Alibaba's Qwen team released Qwen 3.5 Omni on March 30, its most ambitious multimodal AI to date. The model processes text, images, audio, and video natively in a single pass — no stitching together separate models.

What's New

Most frontier AI handles modalities separately: vision goes through one pipeline, audio through another, and the results get merged. Qwen 3.5 Omni handles them together, trained on over 100 million hours of audio-visual data. In a head-to-head comparison by Decrypt, the model analyzed a YouTube short in about one minute; ChatGPT 5.4, using three separate tools (vision model + Whisper + OCR), took nine minutes for the same clip.

Three sizes are available: Plus, Flash, and Light, all with a 256,000-token context window.

Key Features

Semantic Interruption lets the model distinguish a cough or filler word from a genuine attempt to interject, making voice conversations feel more natural. ARIA (Adaptive Rate Interleave Alignment) keeps spoken output accurate when reading numbers or unusual words aloud.

Voice cloning lets users upload a sample and have the model adopt that voice — though the feature is currently API-only.

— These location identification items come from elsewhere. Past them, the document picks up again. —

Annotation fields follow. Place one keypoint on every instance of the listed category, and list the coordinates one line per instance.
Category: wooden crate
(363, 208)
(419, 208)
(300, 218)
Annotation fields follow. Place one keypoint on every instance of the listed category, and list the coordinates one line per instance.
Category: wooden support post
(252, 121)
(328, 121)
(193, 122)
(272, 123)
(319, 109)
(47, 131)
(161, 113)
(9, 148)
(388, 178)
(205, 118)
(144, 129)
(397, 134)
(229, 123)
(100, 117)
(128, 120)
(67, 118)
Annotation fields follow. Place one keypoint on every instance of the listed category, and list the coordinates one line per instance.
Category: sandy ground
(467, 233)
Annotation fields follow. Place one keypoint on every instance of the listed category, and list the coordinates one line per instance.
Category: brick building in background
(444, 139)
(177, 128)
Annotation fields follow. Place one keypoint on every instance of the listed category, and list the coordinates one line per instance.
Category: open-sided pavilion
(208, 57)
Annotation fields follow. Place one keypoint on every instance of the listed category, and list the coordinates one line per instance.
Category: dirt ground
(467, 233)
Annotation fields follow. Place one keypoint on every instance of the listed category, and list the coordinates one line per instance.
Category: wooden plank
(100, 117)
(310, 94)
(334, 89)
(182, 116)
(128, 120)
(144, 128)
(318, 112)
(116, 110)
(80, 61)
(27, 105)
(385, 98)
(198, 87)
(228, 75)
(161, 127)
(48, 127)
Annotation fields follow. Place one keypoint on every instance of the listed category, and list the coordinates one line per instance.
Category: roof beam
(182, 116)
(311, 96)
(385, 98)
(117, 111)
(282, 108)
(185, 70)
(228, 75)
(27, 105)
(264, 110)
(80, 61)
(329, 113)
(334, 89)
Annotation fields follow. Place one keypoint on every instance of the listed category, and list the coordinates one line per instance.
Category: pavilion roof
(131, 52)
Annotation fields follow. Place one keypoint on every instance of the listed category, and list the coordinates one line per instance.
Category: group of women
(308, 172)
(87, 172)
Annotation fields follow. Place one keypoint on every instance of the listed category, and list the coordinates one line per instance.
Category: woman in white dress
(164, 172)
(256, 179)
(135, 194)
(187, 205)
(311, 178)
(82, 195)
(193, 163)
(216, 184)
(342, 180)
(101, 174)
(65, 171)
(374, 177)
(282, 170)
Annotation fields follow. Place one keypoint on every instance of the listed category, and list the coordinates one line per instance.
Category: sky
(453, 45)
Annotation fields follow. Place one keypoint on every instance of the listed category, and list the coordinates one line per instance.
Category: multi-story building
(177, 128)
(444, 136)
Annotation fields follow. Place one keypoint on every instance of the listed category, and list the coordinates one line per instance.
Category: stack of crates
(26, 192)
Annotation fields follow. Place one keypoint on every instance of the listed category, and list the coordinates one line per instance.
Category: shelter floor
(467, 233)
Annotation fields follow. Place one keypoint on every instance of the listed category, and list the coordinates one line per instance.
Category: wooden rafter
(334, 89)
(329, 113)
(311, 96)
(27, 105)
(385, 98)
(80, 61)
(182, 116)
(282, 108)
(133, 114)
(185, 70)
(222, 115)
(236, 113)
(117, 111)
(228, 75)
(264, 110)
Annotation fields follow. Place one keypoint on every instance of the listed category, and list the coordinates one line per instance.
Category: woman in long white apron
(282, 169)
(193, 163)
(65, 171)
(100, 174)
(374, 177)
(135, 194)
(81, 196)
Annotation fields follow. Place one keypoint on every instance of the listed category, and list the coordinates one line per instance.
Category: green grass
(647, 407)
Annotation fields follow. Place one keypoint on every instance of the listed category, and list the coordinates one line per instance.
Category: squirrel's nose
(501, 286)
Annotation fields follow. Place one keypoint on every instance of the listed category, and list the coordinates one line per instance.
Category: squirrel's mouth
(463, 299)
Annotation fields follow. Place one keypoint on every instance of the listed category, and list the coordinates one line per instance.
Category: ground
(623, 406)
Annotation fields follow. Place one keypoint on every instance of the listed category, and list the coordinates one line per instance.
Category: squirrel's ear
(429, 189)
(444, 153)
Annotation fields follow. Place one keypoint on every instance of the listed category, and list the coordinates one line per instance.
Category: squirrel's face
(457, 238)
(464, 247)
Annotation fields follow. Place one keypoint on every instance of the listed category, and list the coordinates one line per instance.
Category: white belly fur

On multilingual voice stability benchmarks, Qwen 3.5 Omni-Plus outscored ElevenLabs, GPT-Audio, and Minimax across 20 languages.

Audio-Visual Vibe Coding is the headline demo: describe what you want to a camera, and the model generates a functional website or game from what it sees and hears.

The model also gained native web search support for real-time data and complex function calling.

Qwen reports 215 state-of-the-art scores across sub-tasks, though the full technical report has not yet been released for independent review.